Sure, the kind of things I share are usually tools you can use really quickly so you don’t get caught up in a rut. So I might suggest ways to notice your thoughts rather than challenging them. For example, instead of getting caught up with ‘I am not competent enough to do this project’, I would suggest a technique where you say ‘I am having a thought that I am not competent to do this project.’ The second one allows you space and choice to take meaningful action and not get tangled in your thoughts.
You are currently developing a course that will provide science-backed psychology tools to help female founders and freelancers manage stress and build resilience, which sounds like a brilliant resource that a lot of women will find useful. Why do you think this type of service is important, particularly today?
I am! And I am actually also writing a book on stress and resilience which will be published by Fourth Estate in 2021. I think there’s a lot of stuff out about mental well-being which is not backed by science. I want women to get the best science-backed tools to improve their lives at a time when stress levels are very high.
So many women are stuck in unfulfilling 9 to 5 jobs even though they would love to start their own business - what advice would you give a woman who is keen on making the jump into the world of self-employment?

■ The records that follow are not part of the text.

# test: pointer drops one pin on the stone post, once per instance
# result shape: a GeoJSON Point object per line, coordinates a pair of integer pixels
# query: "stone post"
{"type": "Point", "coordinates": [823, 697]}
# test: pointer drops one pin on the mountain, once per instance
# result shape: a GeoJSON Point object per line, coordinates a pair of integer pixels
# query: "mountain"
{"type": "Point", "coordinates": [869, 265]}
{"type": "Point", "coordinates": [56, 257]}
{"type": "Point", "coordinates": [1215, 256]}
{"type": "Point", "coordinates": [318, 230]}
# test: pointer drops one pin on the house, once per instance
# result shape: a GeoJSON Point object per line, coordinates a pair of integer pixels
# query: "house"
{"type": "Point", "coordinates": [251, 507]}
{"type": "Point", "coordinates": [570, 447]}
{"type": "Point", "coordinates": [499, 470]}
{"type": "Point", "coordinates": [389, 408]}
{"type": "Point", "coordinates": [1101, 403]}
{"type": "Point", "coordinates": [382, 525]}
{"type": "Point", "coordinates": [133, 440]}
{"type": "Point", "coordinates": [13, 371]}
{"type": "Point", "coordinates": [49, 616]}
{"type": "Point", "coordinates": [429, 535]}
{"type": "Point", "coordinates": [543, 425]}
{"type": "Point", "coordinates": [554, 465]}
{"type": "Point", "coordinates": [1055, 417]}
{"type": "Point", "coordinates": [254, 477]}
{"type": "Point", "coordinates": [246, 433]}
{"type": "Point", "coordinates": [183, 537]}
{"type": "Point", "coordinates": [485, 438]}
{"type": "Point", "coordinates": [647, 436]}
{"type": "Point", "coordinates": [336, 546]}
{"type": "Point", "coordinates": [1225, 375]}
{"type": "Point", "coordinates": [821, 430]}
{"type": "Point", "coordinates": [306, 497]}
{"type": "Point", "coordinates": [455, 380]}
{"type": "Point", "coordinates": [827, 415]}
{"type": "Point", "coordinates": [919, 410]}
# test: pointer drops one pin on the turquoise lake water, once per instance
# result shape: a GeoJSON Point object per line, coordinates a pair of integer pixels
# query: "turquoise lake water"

I think there are 2 steps. The first is to take time to understand your personality and how you can thrive in working for yourself. Don’t neglect the psychological and emotional changes that moving from a 9-5 can entail. The second is practical - talk to as many people you can who do the job you would like. Research, research, research. Find out what their day looks like, find out how they got to where they are. Then make a step-by-step plan about how you will start your own business or work for yourself. I am naturally more cautious, so maybe this isn’t for everyone, but I think a psychological, emotional and practical strategy are the keys to finding freedom in your work!
Is it more important to be liked or respected?
I want to say respected, but I know I want to be liked.
How do you unwind and how important is self-care to you?
I like to walk a bit everyday, ideally near nature, and it really helps me clear my head. I also just love being at home and watching TV with my family. In lockdown, I was doing a lot more art, and that really improved my mood. I will always make sure I get enough sleep! Self-care is important but a lot of the time people think it needs to be about indulging yourself with baths or candles (all lovely) but actually I think it’s about understanding yourself, moving your body, resting your body, eating well and being in nature as much as you can.
The three things you would take to a desert island?
- My Snoopy. I have had him forever and will not be parted from him.
- The Pursuit of Love by Nancy Mitford, which is my favourite book.
- Good quality milk chocolate. Lots of it.